F9

Dominic Toretto está de regresso para uma nova aventura, que se encontra ligada ao seu passado. Como habitualmente, o foco principal é a família, mais especificamente o regresso do seu irmão Jakob. Passaram dois anos desde o embate com Cypher e tudo aparenta estar a correr bem, até ao momento que Mr Nobody envia um vídeo em que se confirma a fuga da hacker, graças á intervenção do seu irmão.

A partir desse momento e ao bom estilo da franquia, vamos ter cenas de testosterona pura, que envolvem acrobacias impossíveis com veículos e inclusivamente uma ida ao espaço. Esta saga foca-se no entretenimento, atingindo o expoente máximo neste nono filme, combinando algum humor com ação constante.

A narrativa é francamente previsível e as interpretações são dentro da linha habitual. F9 conta com o elenco tradicional (Vin Diesel, Michelle Rodriguez, Tyrese Gibson, Ludacris, Jordana Brewster), complementado com Charlize Theron, Helen Mirren e Kurt Russell.

Sem entrar em detalhe, temos igualmente o regresso de três personagens relevantes, num filme que garante diversão durante 143 minutos. Na minha opinião, F9 é um dos filmes mais fracos da saga, assente numa narrativa fraca e que tem um terceiro acto muito apressado e com um desfecho pouco satisfatório.

Dito isto, ficamos a um filme da conclusão da saga, que deverá ser disponibiilizado em 2024 e que conta com Brie Larson e Jason Momoa.

Mediano
62%

Bloodshot

Após o enorme sucesso da Marvel e da DC, a Valiant Comics resolveu lançar a adaptação cinematográfica do seu herói mais icónico. Ray Garrison é um marine altamente condecorado e competente, que é assassinado por uma organização secreta, em conjunto com a sua esposa.

O nosso herói jura vingança e acaba por ter a sua oportunidade, ao ser ressuscitado por uma equipa de cientistas, liderados pelo Dr. Emil Harting (Guy Pearce). A narrativa progride com a apresentação desta equipa, composta por três ex-soldados, todos mortos ou feridos em combate e que possuem melhorias cibernéticas significativas.

Ray é a mais recente adição à equipa, sendo o resultado de uma experiência que envolve nanotecnologia, que lhe confere uma capacidade regenerativa invulgar, assim como força sobre-humana. A desvantagem é que a experiência apagou quase na totalidade a memória do seu passado, com excepção de flashbacks e fragmentos dos eventos que levaram ao assassinato da sua esposa Gina.

Um desses eventos vai despoletar uma reação inesperada, que leva Bloodshot à presença de Martin Axe, o responsável pela sua morte.

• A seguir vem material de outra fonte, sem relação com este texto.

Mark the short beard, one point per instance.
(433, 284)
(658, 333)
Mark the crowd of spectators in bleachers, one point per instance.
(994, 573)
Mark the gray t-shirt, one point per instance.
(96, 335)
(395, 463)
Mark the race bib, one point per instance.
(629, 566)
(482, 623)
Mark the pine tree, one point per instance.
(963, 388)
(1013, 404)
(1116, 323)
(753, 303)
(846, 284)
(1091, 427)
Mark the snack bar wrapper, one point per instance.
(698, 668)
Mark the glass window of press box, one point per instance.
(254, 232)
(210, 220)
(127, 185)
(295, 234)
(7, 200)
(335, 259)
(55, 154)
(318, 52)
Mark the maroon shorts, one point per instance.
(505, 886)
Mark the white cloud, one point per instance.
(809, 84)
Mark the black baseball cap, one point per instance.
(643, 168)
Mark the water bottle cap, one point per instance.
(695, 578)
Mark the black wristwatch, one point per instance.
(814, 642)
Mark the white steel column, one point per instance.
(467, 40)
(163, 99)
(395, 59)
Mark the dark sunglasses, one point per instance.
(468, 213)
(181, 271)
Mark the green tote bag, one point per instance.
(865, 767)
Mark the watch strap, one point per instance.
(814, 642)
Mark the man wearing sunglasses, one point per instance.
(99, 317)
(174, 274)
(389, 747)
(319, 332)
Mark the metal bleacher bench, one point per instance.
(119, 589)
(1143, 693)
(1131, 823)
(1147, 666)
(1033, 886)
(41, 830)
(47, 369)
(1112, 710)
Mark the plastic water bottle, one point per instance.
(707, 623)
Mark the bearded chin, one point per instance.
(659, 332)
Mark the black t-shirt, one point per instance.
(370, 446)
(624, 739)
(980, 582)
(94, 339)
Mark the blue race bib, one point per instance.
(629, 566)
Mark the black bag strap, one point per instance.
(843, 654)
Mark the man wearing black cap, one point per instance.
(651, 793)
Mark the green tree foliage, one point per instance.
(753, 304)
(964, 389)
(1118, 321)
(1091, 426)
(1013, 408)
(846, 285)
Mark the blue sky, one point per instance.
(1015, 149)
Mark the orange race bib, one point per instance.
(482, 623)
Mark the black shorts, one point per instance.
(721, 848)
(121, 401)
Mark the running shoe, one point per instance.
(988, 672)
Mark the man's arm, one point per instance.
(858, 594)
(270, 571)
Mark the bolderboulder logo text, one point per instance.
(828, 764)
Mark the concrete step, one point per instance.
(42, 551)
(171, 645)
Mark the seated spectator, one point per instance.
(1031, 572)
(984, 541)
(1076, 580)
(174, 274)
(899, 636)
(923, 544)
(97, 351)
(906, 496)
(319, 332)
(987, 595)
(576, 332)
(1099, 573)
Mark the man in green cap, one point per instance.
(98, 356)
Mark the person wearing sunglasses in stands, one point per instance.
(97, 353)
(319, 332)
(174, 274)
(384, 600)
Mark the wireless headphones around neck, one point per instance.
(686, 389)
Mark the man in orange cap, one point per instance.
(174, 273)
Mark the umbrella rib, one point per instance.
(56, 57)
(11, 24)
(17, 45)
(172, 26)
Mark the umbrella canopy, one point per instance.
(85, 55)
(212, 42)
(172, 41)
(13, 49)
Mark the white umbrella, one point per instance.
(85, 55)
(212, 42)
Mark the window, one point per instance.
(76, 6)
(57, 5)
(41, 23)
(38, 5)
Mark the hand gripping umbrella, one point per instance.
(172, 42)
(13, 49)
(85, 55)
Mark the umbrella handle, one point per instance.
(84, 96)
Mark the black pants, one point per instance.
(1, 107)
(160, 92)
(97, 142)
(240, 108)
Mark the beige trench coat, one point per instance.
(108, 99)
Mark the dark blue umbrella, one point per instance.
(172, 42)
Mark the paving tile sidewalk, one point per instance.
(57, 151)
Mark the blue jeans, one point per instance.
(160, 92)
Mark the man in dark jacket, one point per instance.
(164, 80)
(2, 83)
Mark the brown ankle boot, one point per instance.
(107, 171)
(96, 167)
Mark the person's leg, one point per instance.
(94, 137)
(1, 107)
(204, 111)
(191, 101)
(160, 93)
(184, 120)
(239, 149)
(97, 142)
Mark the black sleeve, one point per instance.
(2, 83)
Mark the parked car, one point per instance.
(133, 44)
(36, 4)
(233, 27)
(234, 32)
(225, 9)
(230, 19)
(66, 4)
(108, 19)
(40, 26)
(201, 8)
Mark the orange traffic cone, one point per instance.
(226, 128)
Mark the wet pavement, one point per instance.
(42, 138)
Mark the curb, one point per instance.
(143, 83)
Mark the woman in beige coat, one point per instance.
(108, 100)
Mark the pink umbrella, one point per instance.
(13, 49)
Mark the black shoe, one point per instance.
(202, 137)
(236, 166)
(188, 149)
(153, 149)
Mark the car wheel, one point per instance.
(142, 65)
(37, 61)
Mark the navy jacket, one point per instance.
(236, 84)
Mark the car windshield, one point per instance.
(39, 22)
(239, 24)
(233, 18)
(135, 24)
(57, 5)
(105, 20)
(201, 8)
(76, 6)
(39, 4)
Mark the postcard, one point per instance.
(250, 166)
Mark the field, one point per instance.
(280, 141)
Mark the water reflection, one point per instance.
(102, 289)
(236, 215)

Seguem-se obviamente as cenas épicas de acção, com momentos cómicos à mistura e alguns twists francamente previsíveis.

Os efeitos especiais estão bem conseguidos, embora esperasse mais em termos de narrativa, que é francamente limitada. Bloodshot tem clara inspiração em Terminator mas falha ao nível do conteúdo e desenvolvimento de personagens, sobretudo no caso de KT e Ray Garrison.

O vilão está relativamente bem conseguido mas este projeto fica muito aquém das minhas expectativas. O facto de ter sido lançado numa altura particularmente complexa, face ao surto do coronavirus, vai certamente condicionar uma potencial sequela, face aos fraquíssimos resultados de bilheteira.

Mediano
60%

As crónicas de Riddick

Há três anos, se a memória não me falha vi o primeiro filme em que Riddick fez a sua aparição. Na altura o desconhecido Vin Diesel interpretava esta personagem que de herói não tem nada.

A semana passada estreou nas nossas salas as Crónicas de Riddick, cuja acção decorre cinco anos após a saída heróica do planeta assassino.

Eclipse Mortal (versão em português) foi um sucesso “inesperado” o que fez com que o segundo filme tivesse um orçamento francamente superior. A premissa envolve o planeta Helion, uma sociedade multicultural que é  invadida por Lord Marshall. Imam, um dos sobreviventes da aventura original, vai solicitar ajuda ao nosso anti-herói, que acaba  (relutantemente) por aceder e enfrentar o conquistador e a sua horda de guerreiros.

O filme contém efeitos especiais fantásticos e assenta numa narrativa frenética, com batalhas constantes e uma corrida contra o tempo para derrotar o exército invasor.

Há uma tentativa de desenvolvimento das personagens, assim como a explicação da origem dos Furyan e o evento que levou à sua destruição.  Pessoalmente, não o considero uma sequela mas uma história em que a personagem principal é a mesma de Pitch Black.

Diria que é uma experiência interessante para os fãs de ficção científica, embora o considere muito inferior ao filme original.